NKI validation status¶
A snapshot of where each sub-project stands on Phase 1 — the "NKI kernels replace stubs and match the PyTorch reference on real trn1/trn2 hardware" milestone.
What "validated" means here:
- The NKI kernel is in-tree under
<pkg>/nki/(not a stub). set_backend("nki")exercises it for the relevant public API calls.- On-hardware tests (
@pytest.mark.neuron) pass on trn1 and/or trn2 viascripts/run_neuron_tests.sh— run manually by the project maintainers, not in GitHub Actions. - A canonical reference passes: published spec vectors, PyTorch-parity tolerance, or scipy-equivalent output depending on the library.
Per-kernel details live in each sub-project's docs/architecture.md.

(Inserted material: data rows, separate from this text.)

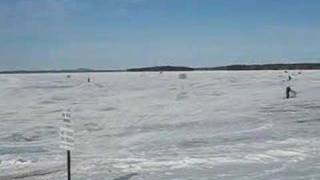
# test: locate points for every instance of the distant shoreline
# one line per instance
(238, 67)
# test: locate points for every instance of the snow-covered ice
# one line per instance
(212, 125)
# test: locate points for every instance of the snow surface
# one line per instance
(212, 125)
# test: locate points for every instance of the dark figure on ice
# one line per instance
(289, 91)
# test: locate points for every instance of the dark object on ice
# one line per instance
(126, 177)
(161, 68)
(288, 91)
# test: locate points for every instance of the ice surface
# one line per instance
(212, 125)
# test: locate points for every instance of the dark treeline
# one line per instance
(240, 67)
(301, 66)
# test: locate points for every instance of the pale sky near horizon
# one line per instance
(116, 34)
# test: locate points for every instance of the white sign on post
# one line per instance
(67, 132)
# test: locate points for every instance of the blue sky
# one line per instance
(112, 34)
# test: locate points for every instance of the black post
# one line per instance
(69, 164)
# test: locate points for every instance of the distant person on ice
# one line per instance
(289, 91)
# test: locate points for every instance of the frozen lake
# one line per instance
(151, 126)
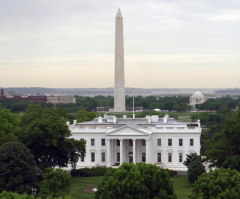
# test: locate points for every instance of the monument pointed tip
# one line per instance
(119, 14)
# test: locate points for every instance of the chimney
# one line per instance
(99, 119)
(165, 118)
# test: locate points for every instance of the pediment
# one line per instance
(128, 131)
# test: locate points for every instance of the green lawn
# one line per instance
(78, 184)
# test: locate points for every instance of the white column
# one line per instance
(134, 151)
(147, 151)
(121, 151)
(108, 153)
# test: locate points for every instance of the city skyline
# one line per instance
(168, 44)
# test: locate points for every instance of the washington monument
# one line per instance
(119, 84)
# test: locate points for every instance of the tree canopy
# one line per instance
(136, 181)
(48, 137)
(220, 183)
(9, 125)
(55, 183)
(225, 148)
(195, 167)
(18, 171)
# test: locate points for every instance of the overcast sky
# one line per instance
(168, 43)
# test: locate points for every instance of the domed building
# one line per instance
(197, 98)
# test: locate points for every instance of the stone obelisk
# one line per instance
(119, 84)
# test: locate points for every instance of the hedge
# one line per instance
(87, 172)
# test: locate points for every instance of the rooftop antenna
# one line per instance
(133, 105)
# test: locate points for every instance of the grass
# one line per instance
(78, 184)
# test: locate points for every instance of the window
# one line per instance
(169, 157)
(169, 142)
(130, 142)
(180, 157)
(118, 142)
(159, 142)
(92, 142)
(103, 142)
(159, 158)
(118, 157)
(191, 142)
(92, 157)
(103, 157)
(180, 142)
(143, 157)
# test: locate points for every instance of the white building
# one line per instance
(111, 141)
(197, 98)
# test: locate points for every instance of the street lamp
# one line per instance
(34, 192)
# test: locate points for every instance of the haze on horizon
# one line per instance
(168, 44)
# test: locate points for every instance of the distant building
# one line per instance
(197, 98)
(61, 99)
(32, 98)
(38, 98)
(110, 141)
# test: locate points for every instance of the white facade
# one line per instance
(162, 141)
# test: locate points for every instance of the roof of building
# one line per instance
(197, 95)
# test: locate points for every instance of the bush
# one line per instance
(136, 182)
(171, 172)
(88, 172)
(18, 172)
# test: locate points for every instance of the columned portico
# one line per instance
(121, 151)
(134, 151)
(147, 151)
(109, 161)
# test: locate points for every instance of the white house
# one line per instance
(110, 141)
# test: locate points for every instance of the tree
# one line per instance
(55, 183)
(220, 183)
(48, 138)
(225, 148)
(136, 182)
(9, 126)
(12, 195)
(195, 167)
(18, 172)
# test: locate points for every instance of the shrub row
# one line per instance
(100, 171)
(87, 172)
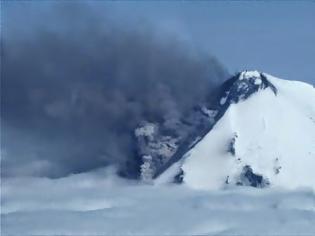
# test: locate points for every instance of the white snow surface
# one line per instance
(100, 204)
(275, 133)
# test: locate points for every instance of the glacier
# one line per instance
(266, 128)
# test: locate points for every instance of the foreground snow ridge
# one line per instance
(264, 137)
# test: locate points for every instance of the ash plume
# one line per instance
(75, 87)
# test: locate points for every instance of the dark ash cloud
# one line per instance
(75, 87)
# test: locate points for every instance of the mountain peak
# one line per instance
(242, 85)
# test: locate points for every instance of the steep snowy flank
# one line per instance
(264, 136)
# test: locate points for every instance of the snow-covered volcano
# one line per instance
(264, 135)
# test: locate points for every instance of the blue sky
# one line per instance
(276, 37)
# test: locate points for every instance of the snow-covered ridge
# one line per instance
(264, 136)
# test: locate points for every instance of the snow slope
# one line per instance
(98, 204)
(263, 138)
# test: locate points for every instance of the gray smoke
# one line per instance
(75, 87)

Per-phase definitions live in the suite roadmap.
Status by sub-project¶
| Sub-project | Phase 1 tracker | Status | Validated kernels | First shipped |
|---|---|---|---|---|
| trnfft | #51 | ✅ Validated | butterfly FFT, complex GEMM | v0.10.0 |
| trnblas | #21 | ✅ Validated | GEMM, batched_gemm | ≥ v0.4.0 |
| trnrand | #18 | 🕑 Pending | Philox 4×32-10, Box-Muller (scaffolded, CPU-reference oracles pass) | — |
| trnsolver | #26 | 🕑 Pending | Jacobi eigh (scaffolded) |
— |
| trnsparse | #14 | ✅ Validated | SpMM gather-matmul-scatter | ≥ v0.2.0 |
| trntensor | #27 | ✅ Validated | fused einsum | ≥ v0.2.0 |
Legend:
- ✅ Validated — Phase 1 tracker is closed; NKI path is the default when
neuronxccis available, falls back to PyTorch otherwise. - 🕑 Pending — NKI kernel exists in-tree with a CPU reference oracle, but on-hardware tests haven't been run yet. Users today get the PyTorch fallback; behavior and API are stable.
Looking ahead¶
- trnrand and trnsolver are the two remaining pending Phase 1
validations. Both await access to a trn1.2xlarge via their
respective
scripts/run_neuron_tests.sh. - Phases 2–5 (precision, single-chip perf, multi-chip, generation-
specific optimization) build on top of Phase 1 per the
roadmap and are tracked per sub-project via the
matching
phase-Nlabels.
Design RFCs¶
Sub-projects with published design docs for upcoming phases:
- trnblas: fused DF-MP2 pair-energy kernel (Phase 3) — collapse
(T*(2T−T.T)/denom).sum()into one SBUF-resident Vector+Scalar pass; targets 3–6× speedup on the DF-MP2 hot path. - trnrand: SBUF-resident streaming Generator (Phase 3) — pre-compiled multi-distribution kernel with pipelined GpSimd / Vector / Scalar engines.
- trnrand: counter-partitioned multi-chip RNG (Phase 4) — bit-exact cross-cluster-size RNG via Philox counter-space partitioning.
Maintenance¶
This page is updated when a Phase 1 tracker closes (or opens, for any new sub-project added to the suite). Historic state lives in the git history — no versioning beyond that.